His passing was nothing out of the blue: He had blogged about his struggle with cancer for several years, and displayed a species of courage in the face of imminent death that I hope I can summon when my own time comes. His last months were spent in his home town in South Carolina, with his wife and family, and his dogs and cats all around him, and if we all have to make that final leap into the unknown, I’d be hard-pressed to think of a better way to do it.

Harry had a healthy scientific mind, and while not religious, he told me he was open to the possibility that death is not the end of all things. He enjoyed uncovering the hidden and the secretive and the overlooked (see Top Secret Tourism for a travel guide to all the places the government would just as soon nobody knew about) and I have an intuition that he was looking forward to seeing “what was out there.” In one of our last exchanges some months ago, I made an outrageous suggestion, about which I won’t say more unless something remarkable happens.

We’ve got his books, and for the time being, that’s remarkable enough for me. W5HLH DE K7JPD / TNKS GUD LK ES 73 SK.


  1. Rich Dailey, N8UX says:

    I have just finished reading several posts on his blog. A summing up, a series of poignant reflections from a man I did not know. But I feel as if I could have known him, and I feel we would have had several things in common worth talking about. Old QSLs, a love for reading and writing, and radio, of course. Forest Mims! I bought his Engineers Notebook at a Radio Shack in Akron around 1981. And I think I even had a book on Basic by a Harry Helms, but not sure if it was the one and the same.

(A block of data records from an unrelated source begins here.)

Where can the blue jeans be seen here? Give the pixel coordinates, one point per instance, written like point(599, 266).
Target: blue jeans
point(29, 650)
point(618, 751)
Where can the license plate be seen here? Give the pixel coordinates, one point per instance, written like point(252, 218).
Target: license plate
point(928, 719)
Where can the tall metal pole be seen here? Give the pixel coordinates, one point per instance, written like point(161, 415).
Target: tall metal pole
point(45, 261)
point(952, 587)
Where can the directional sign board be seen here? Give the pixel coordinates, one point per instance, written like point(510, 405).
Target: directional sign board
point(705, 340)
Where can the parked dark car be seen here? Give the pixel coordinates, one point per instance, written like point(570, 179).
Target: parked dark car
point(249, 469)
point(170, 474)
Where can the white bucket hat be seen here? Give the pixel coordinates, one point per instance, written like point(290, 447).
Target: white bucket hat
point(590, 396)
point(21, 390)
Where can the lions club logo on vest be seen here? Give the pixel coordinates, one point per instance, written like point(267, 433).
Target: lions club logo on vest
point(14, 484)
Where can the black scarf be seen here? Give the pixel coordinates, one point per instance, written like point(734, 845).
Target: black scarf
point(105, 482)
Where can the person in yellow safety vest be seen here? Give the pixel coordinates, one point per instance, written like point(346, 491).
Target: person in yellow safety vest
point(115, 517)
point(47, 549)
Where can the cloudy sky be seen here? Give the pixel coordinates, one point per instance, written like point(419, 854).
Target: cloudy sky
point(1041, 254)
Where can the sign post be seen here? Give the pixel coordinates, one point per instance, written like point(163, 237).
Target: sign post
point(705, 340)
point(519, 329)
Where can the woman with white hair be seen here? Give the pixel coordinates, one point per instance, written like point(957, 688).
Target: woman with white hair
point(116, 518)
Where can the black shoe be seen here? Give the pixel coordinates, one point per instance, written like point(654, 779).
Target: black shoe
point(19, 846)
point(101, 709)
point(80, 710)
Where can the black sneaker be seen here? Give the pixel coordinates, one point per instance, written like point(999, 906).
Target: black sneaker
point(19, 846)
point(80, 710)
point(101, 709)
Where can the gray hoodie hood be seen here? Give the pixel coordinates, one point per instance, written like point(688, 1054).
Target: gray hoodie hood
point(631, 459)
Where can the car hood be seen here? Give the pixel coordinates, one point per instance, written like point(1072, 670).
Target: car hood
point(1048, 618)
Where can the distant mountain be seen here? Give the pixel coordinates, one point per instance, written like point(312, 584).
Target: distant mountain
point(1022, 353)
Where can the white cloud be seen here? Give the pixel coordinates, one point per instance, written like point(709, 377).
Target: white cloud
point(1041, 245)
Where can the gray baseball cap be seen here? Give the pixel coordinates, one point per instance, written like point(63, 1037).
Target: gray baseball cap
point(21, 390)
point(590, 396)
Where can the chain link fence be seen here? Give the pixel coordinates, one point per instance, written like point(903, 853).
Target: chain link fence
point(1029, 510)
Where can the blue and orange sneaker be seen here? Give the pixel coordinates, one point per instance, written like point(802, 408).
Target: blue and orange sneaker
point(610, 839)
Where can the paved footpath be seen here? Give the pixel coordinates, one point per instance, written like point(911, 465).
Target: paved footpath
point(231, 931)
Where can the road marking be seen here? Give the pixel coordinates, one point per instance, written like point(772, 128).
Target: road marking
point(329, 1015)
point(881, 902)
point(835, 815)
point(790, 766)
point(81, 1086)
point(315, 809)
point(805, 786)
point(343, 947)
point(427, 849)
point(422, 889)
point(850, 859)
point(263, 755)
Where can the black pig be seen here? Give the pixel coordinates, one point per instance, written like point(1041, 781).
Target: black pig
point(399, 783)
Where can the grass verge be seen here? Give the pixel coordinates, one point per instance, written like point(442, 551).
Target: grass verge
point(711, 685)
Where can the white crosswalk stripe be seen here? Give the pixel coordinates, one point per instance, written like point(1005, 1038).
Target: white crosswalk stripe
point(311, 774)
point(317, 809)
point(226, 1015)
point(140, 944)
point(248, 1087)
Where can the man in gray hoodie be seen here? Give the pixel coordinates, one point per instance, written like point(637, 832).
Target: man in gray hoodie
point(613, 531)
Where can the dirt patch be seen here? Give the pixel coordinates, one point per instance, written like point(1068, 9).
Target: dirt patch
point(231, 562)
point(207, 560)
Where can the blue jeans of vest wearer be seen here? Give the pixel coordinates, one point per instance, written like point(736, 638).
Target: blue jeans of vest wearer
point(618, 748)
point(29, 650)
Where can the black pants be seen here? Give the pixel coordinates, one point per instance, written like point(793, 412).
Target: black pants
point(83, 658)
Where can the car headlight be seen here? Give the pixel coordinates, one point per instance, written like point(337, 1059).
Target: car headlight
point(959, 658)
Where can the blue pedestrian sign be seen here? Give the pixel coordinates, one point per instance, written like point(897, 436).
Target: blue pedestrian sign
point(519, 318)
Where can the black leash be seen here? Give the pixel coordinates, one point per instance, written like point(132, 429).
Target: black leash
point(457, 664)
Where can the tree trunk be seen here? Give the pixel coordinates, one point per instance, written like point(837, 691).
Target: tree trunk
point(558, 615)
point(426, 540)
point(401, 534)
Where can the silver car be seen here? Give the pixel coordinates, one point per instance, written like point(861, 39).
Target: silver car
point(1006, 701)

    Can’t say that I’ve been to many ghost towns, but Cindy and I have a fondness for photographing old farm houses and other neglected rural structures and farm implements from bygone days here in Ky. We would have talked about that.

    There would have been the thanks given to Amateur Radio as a springboard to just about everything we did in our professional lives. I found this from the QST report of his SK –

    And I think we could have shared a common curiosity for the unknown. And I like to think he is now experiencing the happy surprise of what he now knows. Until we meet, Mr Helms.

    73 es zut tu de N8UX

  2. My condolences on the loss of your friend, Jeff.


  3. ARRL says:

    The ARRL has the callsigh as W5HLH.

    1. Yup. You’re right on this one. Harry did hold the call W7HLH while he lived in Las Vegas, but I had forgotten that he changed it back to W5HLH (which he had held for years prior) when he moved home to South Carolina. I’ll change it in the post.

  4. Klaus says:

    Even the nearby university library has a copy of a Harry L. Helms book (Electronic circuits cookbook), and strangely enough two libraries have a Russian translation of the book “Computer language reference guide”.

    -Klaus (Germany)

  5. Jeff Woodruff says:

    I grew up with Harry in SC. When I was a sophomore in high school and Harry was a junior he took me and another classmate of ours to Charlotte to a concert. It was May of 1969. The opening band was known then as the Chicago Transit Authority latter shortened to Chicago. The main attraction was Jimi Hendrix. This remains one of my fondest memories in life. I can’t remember to much about the concert but I do remember how pissed off my father was when I got home at about 2:00 in morning on a school day. Harry was a great guy. I will always have fond memories of him.